June, 2011: I bought  It's Raining In Mango (1987), by Thea Astley, from the Anglican Church Book Sale in Cowra for 50c (also the Readers' Digest Guide To Needlecraft, $1).  Back in 1996, when my novel The Showgirl And The Brumby was a finalist in the Vogels Award, one of the judges describe my novel as having "flashes of Thea Astley".  I thought it was about time I read one of her novels, to see what I was a bit like.
I'm afraid to say I'm glad S&B had only "flashes" of Thea Astley, rather than long stretches, and I hope that by novel number three (the one I'm working on tomorrow), I have completely extinguished any trace of her at all.  The worst thing is that I can see what the judge was talking about: colourful language, a strong Australian flavour, clunky plot, and the vague sense that the author is trying to say something serious.  Here's a bit of her colourful, clunky language that I found by opening at random:


Looks rippled between them. One of the girls - Flute! - spluttered with laughter that sounded rude.
Will's face became an interrogation mark. "Did I say something?"
"Grass," Bo explained kindly. "It's pot. Dope." He grinned rather stupidly. "Marijuana."
"Oh," said Will stiffly, "of course. I've heard the term."
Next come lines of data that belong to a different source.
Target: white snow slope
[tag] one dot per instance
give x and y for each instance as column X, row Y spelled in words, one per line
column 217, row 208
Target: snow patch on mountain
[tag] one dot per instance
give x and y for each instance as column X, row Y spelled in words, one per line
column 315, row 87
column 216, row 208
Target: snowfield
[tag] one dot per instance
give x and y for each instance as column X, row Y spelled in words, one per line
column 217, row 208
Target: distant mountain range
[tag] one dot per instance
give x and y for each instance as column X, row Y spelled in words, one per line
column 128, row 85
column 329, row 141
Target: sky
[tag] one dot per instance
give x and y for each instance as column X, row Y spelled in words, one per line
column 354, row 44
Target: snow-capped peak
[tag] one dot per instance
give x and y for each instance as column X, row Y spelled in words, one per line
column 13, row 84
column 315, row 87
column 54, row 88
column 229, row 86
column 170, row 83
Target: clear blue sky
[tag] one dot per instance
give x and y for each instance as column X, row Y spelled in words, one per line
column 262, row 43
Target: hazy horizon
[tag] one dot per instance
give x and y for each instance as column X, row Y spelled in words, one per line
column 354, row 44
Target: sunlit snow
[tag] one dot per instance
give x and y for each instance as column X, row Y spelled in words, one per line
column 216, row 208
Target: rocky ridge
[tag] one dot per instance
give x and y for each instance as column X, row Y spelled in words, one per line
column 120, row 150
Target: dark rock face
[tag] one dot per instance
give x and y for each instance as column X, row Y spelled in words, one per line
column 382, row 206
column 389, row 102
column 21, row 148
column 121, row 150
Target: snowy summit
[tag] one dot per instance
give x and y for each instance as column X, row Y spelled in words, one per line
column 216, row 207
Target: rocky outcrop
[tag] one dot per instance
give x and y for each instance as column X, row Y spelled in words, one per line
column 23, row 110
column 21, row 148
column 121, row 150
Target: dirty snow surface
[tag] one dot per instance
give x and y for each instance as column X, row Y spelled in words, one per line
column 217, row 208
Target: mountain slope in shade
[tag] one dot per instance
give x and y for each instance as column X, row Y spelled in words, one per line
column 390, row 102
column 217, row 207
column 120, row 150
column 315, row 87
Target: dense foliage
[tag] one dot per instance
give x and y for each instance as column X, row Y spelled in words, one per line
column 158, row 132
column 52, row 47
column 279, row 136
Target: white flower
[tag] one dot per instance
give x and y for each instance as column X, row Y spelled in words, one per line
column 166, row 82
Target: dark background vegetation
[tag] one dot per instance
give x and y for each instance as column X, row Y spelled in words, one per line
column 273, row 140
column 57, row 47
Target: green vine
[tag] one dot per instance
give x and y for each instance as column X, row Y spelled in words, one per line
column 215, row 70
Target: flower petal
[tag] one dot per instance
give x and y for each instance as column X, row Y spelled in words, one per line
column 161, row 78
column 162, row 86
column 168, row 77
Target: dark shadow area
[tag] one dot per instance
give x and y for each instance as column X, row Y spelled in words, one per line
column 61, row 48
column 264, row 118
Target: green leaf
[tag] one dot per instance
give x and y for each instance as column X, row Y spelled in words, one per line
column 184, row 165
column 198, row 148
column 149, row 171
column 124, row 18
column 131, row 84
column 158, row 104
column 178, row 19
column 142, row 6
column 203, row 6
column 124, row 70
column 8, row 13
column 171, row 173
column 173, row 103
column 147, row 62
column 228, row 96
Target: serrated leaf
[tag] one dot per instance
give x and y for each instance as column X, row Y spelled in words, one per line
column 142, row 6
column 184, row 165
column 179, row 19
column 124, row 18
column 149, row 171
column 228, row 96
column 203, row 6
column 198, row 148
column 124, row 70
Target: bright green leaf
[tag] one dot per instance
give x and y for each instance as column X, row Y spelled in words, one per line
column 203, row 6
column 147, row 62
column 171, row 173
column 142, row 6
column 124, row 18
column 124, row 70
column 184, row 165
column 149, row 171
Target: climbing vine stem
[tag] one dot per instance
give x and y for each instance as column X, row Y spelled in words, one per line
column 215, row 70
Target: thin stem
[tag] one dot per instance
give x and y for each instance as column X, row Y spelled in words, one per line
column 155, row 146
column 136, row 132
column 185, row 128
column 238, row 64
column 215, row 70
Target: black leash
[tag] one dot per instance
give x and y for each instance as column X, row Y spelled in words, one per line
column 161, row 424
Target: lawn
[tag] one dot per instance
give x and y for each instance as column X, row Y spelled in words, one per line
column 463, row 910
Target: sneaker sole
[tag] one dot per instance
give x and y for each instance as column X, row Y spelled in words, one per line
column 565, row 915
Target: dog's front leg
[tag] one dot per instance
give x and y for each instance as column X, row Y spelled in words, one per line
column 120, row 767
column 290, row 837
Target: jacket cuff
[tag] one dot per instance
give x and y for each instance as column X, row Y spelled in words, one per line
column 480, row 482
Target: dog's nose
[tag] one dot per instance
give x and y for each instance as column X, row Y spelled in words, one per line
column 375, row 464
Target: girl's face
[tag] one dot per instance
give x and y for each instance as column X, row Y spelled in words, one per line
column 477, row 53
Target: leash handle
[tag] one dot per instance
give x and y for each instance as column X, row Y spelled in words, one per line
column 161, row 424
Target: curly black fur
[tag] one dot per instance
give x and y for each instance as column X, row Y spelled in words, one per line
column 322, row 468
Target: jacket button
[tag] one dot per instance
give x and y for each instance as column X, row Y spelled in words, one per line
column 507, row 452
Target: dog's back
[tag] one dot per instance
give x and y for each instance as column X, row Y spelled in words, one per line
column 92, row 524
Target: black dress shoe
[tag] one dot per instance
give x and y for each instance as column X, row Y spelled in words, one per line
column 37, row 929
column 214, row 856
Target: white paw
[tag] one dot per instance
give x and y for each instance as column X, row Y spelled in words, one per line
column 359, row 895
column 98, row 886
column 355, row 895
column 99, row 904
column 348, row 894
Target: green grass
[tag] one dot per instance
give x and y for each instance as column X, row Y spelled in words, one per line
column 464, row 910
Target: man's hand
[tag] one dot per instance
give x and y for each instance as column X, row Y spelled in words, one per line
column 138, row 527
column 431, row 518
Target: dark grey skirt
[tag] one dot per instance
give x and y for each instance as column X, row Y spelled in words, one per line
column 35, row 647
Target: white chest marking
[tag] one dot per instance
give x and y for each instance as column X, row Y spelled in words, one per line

Even in that short exchange, we can see how Astley has to poke and prod the story along, poke and prod the characters to play their parts, using a superfluity of adverbs, and exaggerating moods and expressions to make sure the reader doesn't miss what's going on. There were a few Aboriginal characters; as I'm not Aboriginal, and I'm of my generation (rather than Astley's), I'm genuinely uncomfortable with a non-Aboriginal novelist writing a few awkward passages from an Aboriginal character's point of view. If the passages had been good, I probably wouldn't have thought anything of it! Here's an excerpt from one part that made me cringe:
She bin chase that buggy two miles till one of the police he ride back on his horse an shout at her an when she wouldn take no notice she bin run run run an he gallop after her an hit her one two, cracka cracka, with his big whip right across the face so the pain get all muddle with the cryin and she run into the trees beside the track where he couldn follow.
The only part I really liked was reclusive Will's ill-fated love for the beautiful hippie boy, Buckle, about forty years his junior. Flashes of Death In Venice. It's an interesting description of a man who represses his gayness, eschews human relationships, sinks his energy into his huge garden, then, in his sixties, falls violently in love, and experiences for the first time all the humiliation and pain that comes with unrequited love. He finds it unbearable. His sister, Connie, understands what's going on:

[Connie says:] "Sixty years of passivity, Will. Well, it wasn't even that, was it? More like indifference."
"And that's the way I'd like it to go on. If it could. Right to then end. I don't like what's happening inside me. It's as if all my nerve centres have been wired up again and wrong. Hell, Con, I don't want to go on like this."

I'll be giving It's Raining In Mango to Glebe Vinnies, and I bet they mark it up by about six-hundred percent.